Porque, hasta hace apenas unos pocos días, he tenido sobre mi escritorio una bandera de España; un humilde pedazo de rafia sintética, en realidad, que apenas alcanza pulgada y media en diagonal, relegada a ocupar un extremo de la mesa donde tramito expedientes administrativos de lunes a viernes i, de cuando en cuando, aprovecho para confeccionar algún que otro artículo como el que nos ocupa, amable lector, ahora a ambos. Su ubicación, cuidadosamente escogida para que no moleste en exceso, no a mi sino al resto de funcionarios que me acompañan diariamente en la oficina, todo el que se acerca a mi mesa me lo reprocha como si solamente el mero hecho en sí resultase ser una imperdonable ofensa: los liberales y conservadores, de derechas en suma, porque no pueden creer que un hombre que militó unos pocos años en las bases de Izquierda Unida no sienta otra cosa más que amargura por el emblema del país donde nació; y los de izquierdas y/o progresistas, entre los que no sé si incluir al PSOE, porque cualquier distintivo que les recuerda a la Derecha más reaccionaria les saca de quicio.
De esta experiencia, vivida durante las dos últimas semanas, apenas recojo en estas líneas un porcentaje ínfimo de aquellas, porque tampoco es cuestión de enredar en exceso a quien, tan amablemente, se ha molestado en echarle un vistazo a estas líneas. El resultado de un experimento tan simple ha sido, por el contrario, muy interesante y fructífero; pero lo que más, que cualquiera que se moviese a mi alrededor se sentía, de una u otra forma, fuertemente impelido a arengar.
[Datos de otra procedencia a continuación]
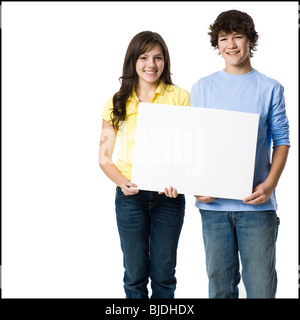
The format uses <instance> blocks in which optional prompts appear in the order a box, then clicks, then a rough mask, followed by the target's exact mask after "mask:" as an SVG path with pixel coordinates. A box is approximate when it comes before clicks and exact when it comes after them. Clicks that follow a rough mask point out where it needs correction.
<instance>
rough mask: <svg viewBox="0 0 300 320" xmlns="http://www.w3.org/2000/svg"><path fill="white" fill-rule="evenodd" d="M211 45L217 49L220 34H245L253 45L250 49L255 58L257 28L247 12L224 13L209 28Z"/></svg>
mask: <svg viewBox="0 0 300 320" xmlns="http://www.w3.org/2000/svg"><path fill="white" fill-rule="evenodd" d="M209 29H210V32H208V34H209V35H210V43H211V45H212V46H213V47H214V48H215V49H217V48H218V36H219V33H220V32H222V31H223V32H225V33H231V32H238V33H242V34H244V35H245V36H246V37H247V38H248V40H249V41H250V42H251V43H252V46H251V48H250V57H253V51H256V50H257V49H256V46H257V40H258V34H257V32H256V31H255V26H254V22H253V20H252V18H251V17H250V16H249V15H248V14H247V13H245V12H241V11H238V10H229V11H224V12H222V13H221V14H219V16H218V17H217V19H216V20H215V22H214V23H213V24H211V25H210V27H209Z"/></svg>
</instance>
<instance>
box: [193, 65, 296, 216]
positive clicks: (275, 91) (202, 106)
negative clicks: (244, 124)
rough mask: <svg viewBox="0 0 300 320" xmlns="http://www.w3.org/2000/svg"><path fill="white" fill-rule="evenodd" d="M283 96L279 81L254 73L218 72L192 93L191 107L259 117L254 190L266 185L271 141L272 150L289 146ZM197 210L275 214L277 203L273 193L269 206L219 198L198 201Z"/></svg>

Porque, para empezar, la bandera roja y gualda -ni cualquier otro signo, claro está- no pertenece a nadie en particular, sino a todos aquellos que la honran en general. Tampoco es un trozo de tela que ondea al capricho de doctrinarios iluminados, caudillos de intolerancia supina capaces de enredar a todos aquellos que les siguen en un enfrentamiento estéril, con tal de llevar a cabo sus designios. Eso, de hecho, es lo peor que le puede ocurrir a los símbolos: caer en manos de cualquiera que se considere a sí mismo tocado por una mano divina.